Following this successful venture, the first American iron works was
erected about 1620 on Falling Creek about 7 miles south of Richmond.
However, in the Indian raid of 1622 these first American furnaces were
destroyed even before being put into operation.
The first
successful iron making industry in the south did not develop until over a
century later when Governor Spotswood established furnaces in Spotsylvania
Country near the Rappahannock
River. The Rappahannock
furnace was placed in operation in 1714.
For the next 50 years, growth in the iron industry was slow and although
furnaces continued to be built, others failed to operate economically or were
closed.
In 1781,
five operating furnaces were listed in Thomas Jefferson’s “Notes on Virginia”. Of these, Mossy Creek and Zane Furnaces were
in the Shenandoah valley, in the 1800’s there were several furnaces operating
in the Shenandoah valley area Columbia, Liberty, Caroline, Boyer, and Elizabeth
Furnaces to name a few.
Having
learned the iron making art during their indentured service to Governor
Spotswood eighteenth century Swiss, English, and German settlers scattered
across the Common wealth and carried their knowledge into the Shenandoah
Valley, where there were already other workers following the valley down from
Pennsylvania. Their early furnaces were
a far cry from today’s massive blast furnaces of Pennsylvania
and Ohio. Though small, there were several essentials
for the location of a furnace found in the Valley – an adequate supply of iron
ore and limestone, sufficient waterpower to turn a water wheel that operated a
bellows for the fire, and an abundance of timber for charcoal that was the fuel
for smelting the iron ore.
Elizabeth
Furnace is a typical example of these early furnaces. A self-contained community grew up around the
furnace – known colloquially as an “iron plantation” under the direction of the
owner or “iron master”. These
communities (the forerunners of the company towns seen in the coal fields
today) consisted of the mansion of the iron master, cottages for the labourers,
tool and storage sheds shops for carpenters and blacksmiths, a store, stables,
for mules and oxen, schools for employees’ children, and the furnace. The furnace itself was a pyramid of stone,
varying in size, usually about 30 feet square at the base and 25 to 40 feet
high, furnaces were erected against the side of a small hill so that the charge
(iron ore, limestone, and charcoal0 could be carried or wheeled from the
stockpile across a bridge and dumped into the stack at the top.
While the
furnace itself required a relatively small crew to operate it there were dozens
of people working in the woods felling trees, burning the charcoal, working the
ore diggings, mining the limestone, and caring for the mules and oxen.
MINING
IRON ORE AND
QUARRYING LIMESTONE:
Before the mining
could begin, the ore had to be located; therefore the first step was
prospecting. After a general geological
survey was made, trenches or pits were dug.

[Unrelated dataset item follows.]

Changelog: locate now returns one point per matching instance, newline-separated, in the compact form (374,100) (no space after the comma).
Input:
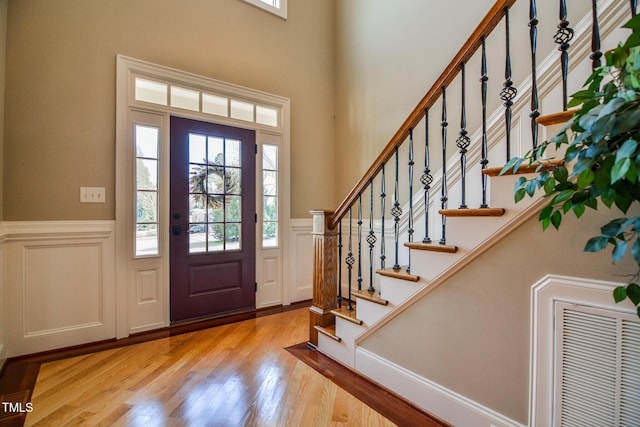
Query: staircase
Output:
(376,258)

The loose earth was removed and digging continued until the solid strata
of the rock was laid open. If the
expected vein of ore was not found, the trench or pit was continued farther
uphill or downhill until the mineral vein was located. Since the early prospectors had crude tools
to execute this type of prospecting. It
was best to select the steepest terrain to reduce the amount of work in
removing the overburden 9the non-mineral covering of dirt and rock). Many of these trenches and pits may still be
seen today throughout the George
Washington National
forest.
Another method
of locating ore was to sink a shaft. A
shaft was about four feet wide and 30 to 70 feet deep. These shafts are also extant today on the
National forest, appearing as depressed areas in the ground. The costs of sinking the shafts varied from
one to three dollars per foot, up to seventy feet, depending on the diameter of
the shaft; over 70 feet, the cost increased considerably.
There were
two methods of ore mining. These of
course were the same as prospecting – surface or strip mining and subsurface
mining. Subsurface mining was
accomplished either by digging a drift (horizontal) or a shaft (vertical). The mines had to be protected from cave-ins
by the use of black locust, white oak, and red oak shoring timers ten to twelve
inches in diameter. Most of the mining
was the more economical strip mining that entailed the removal of all
overburden covering the ore. Miners then
excavated the ore with pick and shovel.
When the overburden became too thick to remove economically, the strip
mine was abandoned and the miners moved to another location. Wages for digging ore and quarrying limestone
varied considerably, according to the location and facilities, with the price
ranging from one to four dollars per ton.
Deposits
of Oriskany brown iron ores occur locally in the western portion of the
Appalachian belt, from Maryland to
south-western Virginia. Minor deposits in the Shenandoah Valley occur
in the Buffalo Gap area, in the Massanutten
Mountains, and on North Mountain
in Shenandoah and Frederick countries.
The iron content of the Oriskany ore ranges between 35% and 50%. After mining and quarrying, the ore and
limestone were hauled on wagons pulled by oxen or mules to the furnace bank
where it was piled along the road for storage until needed by the furnace.
CHARCOAL
MAKING:
The third
ingredient needed for iron making was a material to provide heat; charcoal when
fired provided the heat to melt the ore.
The process of making charcoal was considered an art and the charcoaling
skill was called the “Mystery of Charring”.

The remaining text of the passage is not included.